Intuitive vs Nonintuitive decision making

This blog post summarizes Simmons and Nelson’ study about how people incorporate constraining/contradicting information into their initial intuitive thought when asked to make a decision. It was written in the context of the Intro to Cognitive Science class.

Intuitive Confidence: Choosing Between Intuitive and Nonintuitive Alternatives

Authors: Joseph P. Simmons (Princeton University), Leif D. Nelson (New York University)


People seem to favor intuitive options rather than equally or more valid nonintuitive options when taking decisions. This paper intends to explain how people weigh intuitive answers and nonintuitive alternatives that might oppose their initial intuition.

It has been shown that people often prefer to follow their intuition even when conflicting with other available information, leading to judgment biases. Simmons and Nelson review the relevant related phenomena such as transparency illusions, beliefs in explicitly false statements and other biases appearing at different levels of human cognition. It seems plausible that two distinct systems are competing, the first one being responsible for fast, effortless, heuristics and knowledge based decisions whereas the second system - much slower and resource-demanding - attempts to correct the initial judgment using available cues, rules and reasoning.

Some theories indicate that cognitive lazyness could prevent System 2 from kicking in and contributing to the decision. Others state that the sequential nature of the judgment process advantages the primity of the intuitive thought as System 2 has to falsify System 1’s conclusions persuasively. This phenomena is commonly refered to as anchoring and adjustment.
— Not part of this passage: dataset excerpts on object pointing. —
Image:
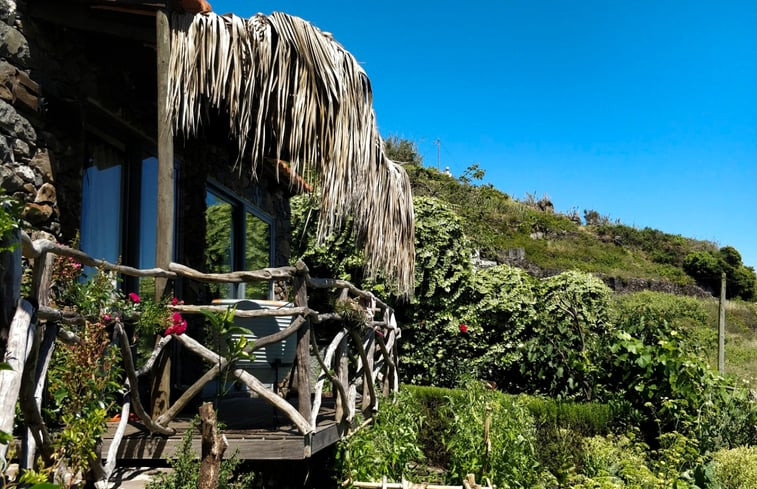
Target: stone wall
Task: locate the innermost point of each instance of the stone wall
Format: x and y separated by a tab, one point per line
27	171
49	77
However, such models can’t extensively explain the observed proportion of intuitive biases among motivated reasoners who fully process contradictory information. Simmons and Nelson propose a so-call dual-process model that supposedly explains the observed phenomena and makes relevant predictions.

Simmon and Nelson’s model

The authors’s model relies on four hypotheses:

1) Intuitions are chosen more often because people hold them with high Confidence

2) The magnitude of an opposing piece of information matters for invalidating intuition.

3) People who are more confident about their intuition will follow them more often

4) People who betray their intuition are less confident with their final choice.
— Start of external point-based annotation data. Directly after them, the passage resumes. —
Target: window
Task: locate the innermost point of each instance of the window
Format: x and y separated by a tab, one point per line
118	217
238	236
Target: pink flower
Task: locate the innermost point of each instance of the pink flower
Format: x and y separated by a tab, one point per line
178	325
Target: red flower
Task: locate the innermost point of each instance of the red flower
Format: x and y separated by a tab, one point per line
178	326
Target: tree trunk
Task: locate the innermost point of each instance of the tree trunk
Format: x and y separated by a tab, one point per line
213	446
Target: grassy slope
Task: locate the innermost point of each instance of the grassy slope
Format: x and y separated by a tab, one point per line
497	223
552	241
These rather natural hypotheses are then evaluated by the authors using predition of sporting events as a field case as it provides the experiment with the required variability of inputs magnitude and intuitive confidence.
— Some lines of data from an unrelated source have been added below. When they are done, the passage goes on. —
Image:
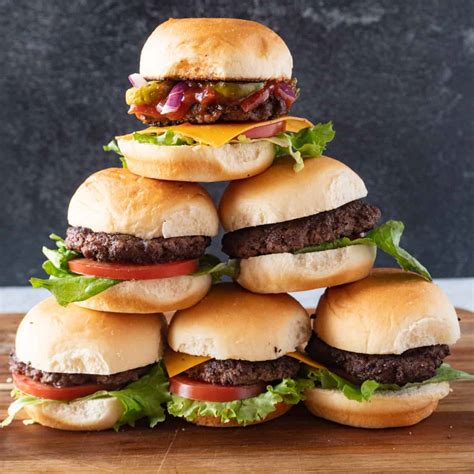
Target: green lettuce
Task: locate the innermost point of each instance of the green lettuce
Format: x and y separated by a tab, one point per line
325	379
168	138
67	286
113	146
210	264
246	411
308	142
386	238
140	399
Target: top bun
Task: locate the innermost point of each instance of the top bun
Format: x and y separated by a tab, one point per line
76	340
279	194
215	49
232	323
388	312
114	200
The example of the football bookmaker point spread concept is demonstrated, attempting to explain how most people handle this question. In this case, the initial intuition will answer the question which team will win and the point spread serves as the constraining information where further reasoning should be involved. All four hypotheses can be nicely instantiated against this scenario and evaluated against historical data.

The following bullets summarize the result of Simmon and Nelson’s studies regarding the point spread example:


The main finding of this article seems to be that confidence in intuition is the most important factor influencing intuitive versus nonintuitive decisions. Countermeasures are proposed such as artificially altering one’s confidence against their own intuition. Another possible explanation is that people tend to answer a relaxed version of a question (in this case, who will win instead of who will beat the point spread), or sometimes even a different question (which team do you prefer).